Interview de Dominique Reynié parue dans Le Parisien le 7 mai 2016. De la place de la République à celle de la Nation, de Paris à la province, la contestation s’installe. Feu de paille ou signe avant-coureur d’une « révolution » de la jeunesse contre un système à bout de souffle ?

Le Parisien : Ce n’est pas encore Mai 68 , mais le mouvement tient bon…

Dominique Reynié : Je ne fais pas l’hypothèse que ce mouvement s’éteindra sans que rien ne se passe… Cependant, les différences sont importantes. La crise de Mai 68 était portée par des structures idéologiques — celles de l’extrême gauche — et encadrée par des appareils syndicaux — la CGT — et partisans — le Parti communiste, notamment. Contrairement aux étudiants révolutionnaires issus de la bourgeoisie parisienne, les ouvriers engagés dans la protestation étaient en mesure de définir des objectifs clairs. Ils ont débouché sur les accords de Grenelle, avec un État plus puissant qu’aujourd’hui, et libre de toute dette.

Le Parisien : « Nuit debout » aussi se structure…

Dominique Reynié : Il manque de cadres efficaces, partisans ou syndicaux. Tout encadrement est rejeté par le mouvement qui craint de se faire récupérer. Surtout, quelle est la toile de fond historique à laquelle se réfère Nuit debout?
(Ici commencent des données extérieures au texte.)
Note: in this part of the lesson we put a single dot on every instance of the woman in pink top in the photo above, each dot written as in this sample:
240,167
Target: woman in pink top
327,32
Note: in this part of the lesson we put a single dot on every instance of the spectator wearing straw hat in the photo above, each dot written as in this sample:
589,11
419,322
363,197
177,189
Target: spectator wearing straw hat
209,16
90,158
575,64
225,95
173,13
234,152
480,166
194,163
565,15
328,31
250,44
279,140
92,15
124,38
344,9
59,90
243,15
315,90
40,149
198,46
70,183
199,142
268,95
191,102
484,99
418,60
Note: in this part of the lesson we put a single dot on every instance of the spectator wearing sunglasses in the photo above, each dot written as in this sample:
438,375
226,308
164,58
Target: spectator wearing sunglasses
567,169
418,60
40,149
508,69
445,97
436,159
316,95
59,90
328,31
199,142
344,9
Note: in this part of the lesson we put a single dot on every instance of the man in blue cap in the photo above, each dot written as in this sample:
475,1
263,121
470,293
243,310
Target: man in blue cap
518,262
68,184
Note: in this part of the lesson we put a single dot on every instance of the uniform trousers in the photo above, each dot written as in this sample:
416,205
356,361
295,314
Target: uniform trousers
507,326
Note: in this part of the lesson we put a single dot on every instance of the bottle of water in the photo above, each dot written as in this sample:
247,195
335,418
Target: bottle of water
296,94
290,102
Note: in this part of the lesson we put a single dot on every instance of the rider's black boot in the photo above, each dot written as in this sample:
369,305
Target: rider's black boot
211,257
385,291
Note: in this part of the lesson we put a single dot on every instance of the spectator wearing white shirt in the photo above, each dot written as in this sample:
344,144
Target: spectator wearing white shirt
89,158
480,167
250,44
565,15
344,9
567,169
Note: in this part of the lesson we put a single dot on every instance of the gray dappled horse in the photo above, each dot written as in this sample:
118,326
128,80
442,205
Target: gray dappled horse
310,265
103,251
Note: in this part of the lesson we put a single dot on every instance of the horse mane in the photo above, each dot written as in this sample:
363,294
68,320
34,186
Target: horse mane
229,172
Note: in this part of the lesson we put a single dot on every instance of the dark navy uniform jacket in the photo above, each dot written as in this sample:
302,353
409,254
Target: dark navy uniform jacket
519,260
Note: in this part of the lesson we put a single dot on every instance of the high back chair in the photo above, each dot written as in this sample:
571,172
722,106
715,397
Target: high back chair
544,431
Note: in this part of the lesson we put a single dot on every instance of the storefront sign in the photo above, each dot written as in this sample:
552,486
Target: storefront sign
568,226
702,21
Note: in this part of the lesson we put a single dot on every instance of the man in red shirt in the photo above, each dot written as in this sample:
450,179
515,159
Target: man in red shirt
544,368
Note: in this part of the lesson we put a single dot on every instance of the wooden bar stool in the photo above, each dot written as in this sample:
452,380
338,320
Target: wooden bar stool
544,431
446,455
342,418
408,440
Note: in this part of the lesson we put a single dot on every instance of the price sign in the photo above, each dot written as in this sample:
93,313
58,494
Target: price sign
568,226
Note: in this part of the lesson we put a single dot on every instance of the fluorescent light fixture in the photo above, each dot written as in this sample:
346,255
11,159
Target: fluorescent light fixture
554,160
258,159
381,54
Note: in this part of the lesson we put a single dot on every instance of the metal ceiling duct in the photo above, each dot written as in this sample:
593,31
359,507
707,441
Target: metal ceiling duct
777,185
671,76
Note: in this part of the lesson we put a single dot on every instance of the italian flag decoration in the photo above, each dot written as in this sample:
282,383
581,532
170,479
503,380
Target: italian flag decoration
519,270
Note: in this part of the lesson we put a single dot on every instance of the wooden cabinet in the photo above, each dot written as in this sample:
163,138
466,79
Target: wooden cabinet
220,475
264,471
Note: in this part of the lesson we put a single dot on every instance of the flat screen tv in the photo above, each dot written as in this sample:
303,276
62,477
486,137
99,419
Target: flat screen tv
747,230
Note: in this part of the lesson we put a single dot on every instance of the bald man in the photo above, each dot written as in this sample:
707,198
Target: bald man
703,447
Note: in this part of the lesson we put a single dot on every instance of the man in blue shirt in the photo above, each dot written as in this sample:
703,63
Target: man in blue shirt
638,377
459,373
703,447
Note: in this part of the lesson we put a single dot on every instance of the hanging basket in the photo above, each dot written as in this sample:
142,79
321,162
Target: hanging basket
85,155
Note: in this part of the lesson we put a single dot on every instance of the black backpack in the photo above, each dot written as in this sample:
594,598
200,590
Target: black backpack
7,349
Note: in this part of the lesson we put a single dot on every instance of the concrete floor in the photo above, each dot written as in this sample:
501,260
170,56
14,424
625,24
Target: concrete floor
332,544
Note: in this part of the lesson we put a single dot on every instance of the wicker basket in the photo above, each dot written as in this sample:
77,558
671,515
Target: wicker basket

Et vers quel horizon cherche-t-il à se projeter ? Mai 68 était l’expression d’idéologies variées mais toutes liées à la grande matrice du socialisme en lutte contre le capitalisme et un régime incarné par un leadeur de droite, le général de Gaulle, contesté mais respecté. Aujourd’hui, la contestation de l’ultra gauche s’exprime alors que la gauche est au pouvoir. Une première. La gauche de gouvernement est en bout de course, défiée par une gauche contestataire sans programme, sans appareil, sans leadeur ni stratégie.

Le Parisien : Et si les syndicats se ralliaient ?

Dominique Reynié : Je n’y crois pas. Les deux organisations les plus proches du mouvement, la CGT et FO, sont totalement intégrées à la gestion du modèle social national. Ils y ont un rôle clé et leur sort en dépend, y compris financièrement. En outre, aucun syndicat — et surtout pas la CGT qui perd déjà du terrain au profit de la CFDT dans les entreprises — ne prendrait le risque de s’agréger à une contestation qu’il ne maîtrise pas et qui a déjà donné lieu à de nombreux débordements.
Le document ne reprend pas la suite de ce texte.